What I wanted out of The Passage was either I Am Legend before everyone on the planet got turned into vampires or what Fear the Walking Dead should have been rather than what it turned out to be. But so far it’s turned out to be mostly network TV drama schlock.

I’ll give this one a few more episodes but have to admit that things aren’t looking too good for me and The Passage.

The Punisher season 2 premiere ⭐⭐⭐⭐

Let me be what I’m meant to be

It’s only been a little more than a year since Netflix released new episodes of the series The Punisher, yet somehow it feels much longer.

When we last left Frank Castle/The Punisher (Jon Bernthal) in the first season, he had gotten vengeance on those who had killed his family and had gotten a sort of free pass from the authorities on everything he’d done since he’d taken out some very bad people. The second season starts a year or two later with Frank traveling the country and ending up in Michigan where he finds a connection with Beth Quinn (Alexa Davalos) a bartender. But because The Punisher is, well, The Punisher things go bad one night and Frank winds up taking on a half-dozen or so trained killers out to kidnap a girl named Amy Bendix (Giorgia Whigham). Beth takes a bullet in the melee and Frank and Amy go on the run since Frank isn’t about to leave her vulnerable and alone and that’s pretty much the first episode.

There’s been quite a few attempts at “cracking” the character of the Punisher outside of the comics the last few decades, none of which we even able to get at the core of the character nor were too successful. It’s ironic, then, that the one place that was finally able to deliver a Punisher I’d recognize from the comics was Netflix rather than the big screen. Always before Netflix he was too broadly drawn or the story was too far removed from what made him work in the comics, but other than updating a few things here and there the Punisher on Netflix is pretty much the Punisher from the comics.

With one exception.

Usually, the comic version of the Punisher is like the Energize Bunny, he keeps going and going. He never quits and there’s always one more bad guy out there he needs to confront in the next issue. What was so interesting with the Netflix Punisher was that at the end of the first season his job is complete, the people who killed his family are dead so his job was finished. This Punisher had a focused set of goals, and when they were done his job was done.

So what was next? Well, ex-Marine/ex-Punisher Frank like a lot of vets wasn’t sure. After all he’s been through what’s he supposed to do? Get a job at the grocery? Go work at a factory? Instead, Frank chose to travel the US, but rather than on the back of a Harley like so many people do he chose to see the country via a van. While you can stay ahead of your problems for a while when you roam like that, your problems are always there as Frank discovers.

Here, it’s not so much there are still people out to get him since most of them are either dead or under the impression that he’s dead, Frank’s problem is that he can’t keep out of a fight no matter what the consequences. And the consequence here are that Frank loses the one chance he has at happiness since the death of his family to be with Beth.

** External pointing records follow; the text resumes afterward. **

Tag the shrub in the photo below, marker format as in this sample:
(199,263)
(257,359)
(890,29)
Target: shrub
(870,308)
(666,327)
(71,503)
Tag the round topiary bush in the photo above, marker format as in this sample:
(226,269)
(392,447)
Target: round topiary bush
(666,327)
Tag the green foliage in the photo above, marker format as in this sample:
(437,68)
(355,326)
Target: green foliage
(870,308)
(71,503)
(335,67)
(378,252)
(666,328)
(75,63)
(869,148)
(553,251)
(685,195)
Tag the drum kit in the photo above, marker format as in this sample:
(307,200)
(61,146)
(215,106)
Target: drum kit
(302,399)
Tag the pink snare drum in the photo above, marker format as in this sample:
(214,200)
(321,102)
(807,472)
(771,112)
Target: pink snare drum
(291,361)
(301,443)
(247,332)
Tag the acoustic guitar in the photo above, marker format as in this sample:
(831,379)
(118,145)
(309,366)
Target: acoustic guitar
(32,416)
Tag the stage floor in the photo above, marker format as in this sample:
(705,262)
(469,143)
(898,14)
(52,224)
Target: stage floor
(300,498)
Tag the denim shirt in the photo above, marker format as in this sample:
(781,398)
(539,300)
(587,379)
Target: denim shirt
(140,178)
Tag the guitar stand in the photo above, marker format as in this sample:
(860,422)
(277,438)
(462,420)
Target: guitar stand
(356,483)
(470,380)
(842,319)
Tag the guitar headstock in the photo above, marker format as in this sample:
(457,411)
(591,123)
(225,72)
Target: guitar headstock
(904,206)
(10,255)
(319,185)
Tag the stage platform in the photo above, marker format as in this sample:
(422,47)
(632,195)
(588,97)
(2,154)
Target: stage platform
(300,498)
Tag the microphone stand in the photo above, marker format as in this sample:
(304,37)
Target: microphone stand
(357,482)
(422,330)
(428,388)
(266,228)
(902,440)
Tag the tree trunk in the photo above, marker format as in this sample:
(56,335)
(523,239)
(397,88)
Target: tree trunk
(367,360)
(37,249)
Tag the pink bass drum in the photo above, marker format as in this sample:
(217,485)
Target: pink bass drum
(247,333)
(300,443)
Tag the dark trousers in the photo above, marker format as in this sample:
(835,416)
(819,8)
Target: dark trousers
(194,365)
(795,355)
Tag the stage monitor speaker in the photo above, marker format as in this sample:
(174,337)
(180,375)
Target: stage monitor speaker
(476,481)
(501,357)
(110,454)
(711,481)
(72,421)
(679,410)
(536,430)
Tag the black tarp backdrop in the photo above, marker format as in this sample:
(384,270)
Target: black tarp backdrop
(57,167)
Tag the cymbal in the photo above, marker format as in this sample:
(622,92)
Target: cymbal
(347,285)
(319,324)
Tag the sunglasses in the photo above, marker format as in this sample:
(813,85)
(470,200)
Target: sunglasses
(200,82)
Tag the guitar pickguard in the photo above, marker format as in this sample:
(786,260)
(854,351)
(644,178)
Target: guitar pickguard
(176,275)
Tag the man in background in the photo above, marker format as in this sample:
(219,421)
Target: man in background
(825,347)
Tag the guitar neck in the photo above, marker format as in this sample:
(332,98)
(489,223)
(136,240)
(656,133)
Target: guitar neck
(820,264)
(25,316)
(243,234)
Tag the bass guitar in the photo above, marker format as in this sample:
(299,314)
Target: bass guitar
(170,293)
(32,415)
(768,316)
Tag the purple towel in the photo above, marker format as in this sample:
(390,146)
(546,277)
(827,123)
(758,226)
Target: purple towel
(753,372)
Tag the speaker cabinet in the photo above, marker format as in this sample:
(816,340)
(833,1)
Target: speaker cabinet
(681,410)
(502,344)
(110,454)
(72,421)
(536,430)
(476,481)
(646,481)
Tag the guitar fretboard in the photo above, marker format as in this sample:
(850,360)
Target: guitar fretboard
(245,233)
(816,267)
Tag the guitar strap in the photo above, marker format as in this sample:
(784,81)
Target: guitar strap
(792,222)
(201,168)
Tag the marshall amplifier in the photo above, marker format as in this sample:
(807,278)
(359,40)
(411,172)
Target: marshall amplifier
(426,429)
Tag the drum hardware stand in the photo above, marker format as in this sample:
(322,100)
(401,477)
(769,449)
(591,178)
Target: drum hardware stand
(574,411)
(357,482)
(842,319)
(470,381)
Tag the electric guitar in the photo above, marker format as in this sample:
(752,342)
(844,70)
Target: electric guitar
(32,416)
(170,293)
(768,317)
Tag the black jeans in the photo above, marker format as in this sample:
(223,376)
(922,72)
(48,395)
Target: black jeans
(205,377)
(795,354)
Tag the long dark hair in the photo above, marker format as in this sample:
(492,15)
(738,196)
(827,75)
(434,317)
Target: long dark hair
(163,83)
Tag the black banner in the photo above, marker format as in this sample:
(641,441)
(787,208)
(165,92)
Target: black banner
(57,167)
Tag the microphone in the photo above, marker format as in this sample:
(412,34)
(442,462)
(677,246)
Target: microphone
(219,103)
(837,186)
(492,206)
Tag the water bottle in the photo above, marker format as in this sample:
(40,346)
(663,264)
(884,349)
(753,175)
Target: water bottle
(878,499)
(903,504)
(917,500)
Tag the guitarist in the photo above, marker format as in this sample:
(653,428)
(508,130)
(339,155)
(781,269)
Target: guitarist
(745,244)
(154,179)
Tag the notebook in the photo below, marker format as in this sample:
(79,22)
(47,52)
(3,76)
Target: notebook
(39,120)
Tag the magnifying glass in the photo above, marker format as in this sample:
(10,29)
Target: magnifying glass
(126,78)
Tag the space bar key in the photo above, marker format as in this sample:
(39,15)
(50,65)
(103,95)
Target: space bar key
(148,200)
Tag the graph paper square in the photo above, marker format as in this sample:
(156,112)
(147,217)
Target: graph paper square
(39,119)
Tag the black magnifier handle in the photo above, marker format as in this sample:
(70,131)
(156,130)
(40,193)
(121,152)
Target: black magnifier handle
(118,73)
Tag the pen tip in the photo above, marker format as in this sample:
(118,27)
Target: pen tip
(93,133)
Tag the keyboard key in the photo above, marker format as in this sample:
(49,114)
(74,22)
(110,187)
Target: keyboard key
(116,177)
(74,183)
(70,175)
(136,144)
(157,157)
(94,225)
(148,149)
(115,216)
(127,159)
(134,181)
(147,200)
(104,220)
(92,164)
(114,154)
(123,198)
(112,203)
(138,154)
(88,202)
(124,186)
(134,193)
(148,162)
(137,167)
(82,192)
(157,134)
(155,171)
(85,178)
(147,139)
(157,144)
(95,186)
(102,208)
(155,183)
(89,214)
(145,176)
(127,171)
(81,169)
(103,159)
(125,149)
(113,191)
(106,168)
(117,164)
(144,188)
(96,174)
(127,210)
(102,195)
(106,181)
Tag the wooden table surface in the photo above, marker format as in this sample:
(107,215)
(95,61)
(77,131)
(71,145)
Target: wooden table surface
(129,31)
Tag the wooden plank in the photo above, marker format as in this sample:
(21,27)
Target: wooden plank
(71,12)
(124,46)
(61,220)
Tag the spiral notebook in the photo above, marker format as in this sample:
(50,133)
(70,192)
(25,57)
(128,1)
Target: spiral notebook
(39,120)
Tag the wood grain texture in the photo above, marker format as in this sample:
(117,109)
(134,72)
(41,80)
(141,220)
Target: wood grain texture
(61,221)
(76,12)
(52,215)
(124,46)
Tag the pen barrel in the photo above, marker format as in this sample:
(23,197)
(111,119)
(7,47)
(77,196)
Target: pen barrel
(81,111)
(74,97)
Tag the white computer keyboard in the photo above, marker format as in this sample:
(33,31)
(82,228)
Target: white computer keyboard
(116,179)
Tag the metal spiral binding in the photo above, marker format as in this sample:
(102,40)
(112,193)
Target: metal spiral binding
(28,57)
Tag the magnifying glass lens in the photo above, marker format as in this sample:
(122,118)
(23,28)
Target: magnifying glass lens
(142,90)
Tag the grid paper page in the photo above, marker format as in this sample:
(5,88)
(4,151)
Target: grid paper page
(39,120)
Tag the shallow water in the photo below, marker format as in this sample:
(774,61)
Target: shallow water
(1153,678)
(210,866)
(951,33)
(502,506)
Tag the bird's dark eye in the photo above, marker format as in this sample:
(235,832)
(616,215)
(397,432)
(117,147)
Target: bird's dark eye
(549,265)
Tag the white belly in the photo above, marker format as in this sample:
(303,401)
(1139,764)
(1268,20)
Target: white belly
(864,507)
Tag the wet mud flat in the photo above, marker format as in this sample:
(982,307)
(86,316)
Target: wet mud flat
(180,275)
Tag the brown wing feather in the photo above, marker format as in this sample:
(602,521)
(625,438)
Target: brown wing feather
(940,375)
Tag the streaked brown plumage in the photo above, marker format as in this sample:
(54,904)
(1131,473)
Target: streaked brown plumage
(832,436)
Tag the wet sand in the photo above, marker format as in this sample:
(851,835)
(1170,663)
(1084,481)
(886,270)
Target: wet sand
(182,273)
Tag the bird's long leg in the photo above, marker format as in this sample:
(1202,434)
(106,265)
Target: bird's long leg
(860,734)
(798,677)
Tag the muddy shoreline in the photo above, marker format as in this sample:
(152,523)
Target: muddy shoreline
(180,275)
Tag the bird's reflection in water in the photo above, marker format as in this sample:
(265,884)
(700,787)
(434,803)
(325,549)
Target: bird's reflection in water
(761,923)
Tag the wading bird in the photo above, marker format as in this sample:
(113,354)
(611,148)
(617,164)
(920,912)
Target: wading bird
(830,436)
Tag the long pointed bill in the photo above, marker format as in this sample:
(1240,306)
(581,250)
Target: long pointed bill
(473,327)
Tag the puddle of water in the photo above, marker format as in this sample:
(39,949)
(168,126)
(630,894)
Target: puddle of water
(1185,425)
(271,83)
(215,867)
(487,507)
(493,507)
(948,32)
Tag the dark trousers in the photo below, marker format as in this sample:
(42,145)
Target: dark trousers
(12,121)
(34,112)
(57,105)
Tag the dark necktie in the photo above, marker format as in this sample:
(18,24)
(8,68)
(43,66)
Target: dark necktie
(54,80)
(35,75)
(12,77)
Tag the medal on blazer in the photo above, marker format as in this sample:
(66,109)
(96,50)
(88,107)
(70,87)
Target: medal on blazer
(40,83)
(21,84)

Which is what I’d kind’a expect in a series called The Punisher. We don’t tune in to see Frank Castle happy and content. We tune in to see him brooding, and going after the bad people.

Side note — I was very happy to see Bernthal reunited with Davalos here. They played star-crossed lovers too in the mostly unseen TNT Mob City series of a few years back. That show by Frank Darabont had Bernthal as 1950s LA police detective Joe Teague with Davalos playing Teague’s vampy girlfriend Jasmine Fontaine.

Direct Beam Comms #164

What To Watch This Week

Sunday

Taking place just before the stock market crash of 1987 comes Black Monday on Showtime starring Don Cheadle today.

Tuesday

The Queen biopic and the surprise hit of the fall Bohemian Rhapsody is available on digital download today.

If Bohemian Rhapsody was a hit then the latest attempt at an Lisbeth Salander movie franchise The Girl in the Spider’s Web was the opposite — it’s also available on digital download today.

Saturday

The second big screen adaptation of the Richard Matheson classic I Am Legend story The Omega Man airs on TCM today.

TV

The Punisher preview

Movies

Spider-Man: Far From Home trailer

The Reading & Watch List

Cool Movie Posters of the Week

When Shyamalan was the next Spielberg

There was a time that I thought writer/director M. Night Shyamalan was going to be my generation’s Steven Spielberg. Shyamalan started out his career by writing and directing two forgettable films but on his third he struck gold with the modern day horror-classic The Sixth Sense (1999).

Not to be outdone he followed up that flick with two more great movies — the first was Unbreakable in 2000 and the second Signs in 2002.

If The Sixth Sense was horror then Unbreakable was a unique take on superheroes, released right at the start of the second wave of hero movies in the early 2000s, and Signs was his take on the sci-fi War of the Worlds. And for someone like me who was, and is, crazy about genre movies I was in heaven.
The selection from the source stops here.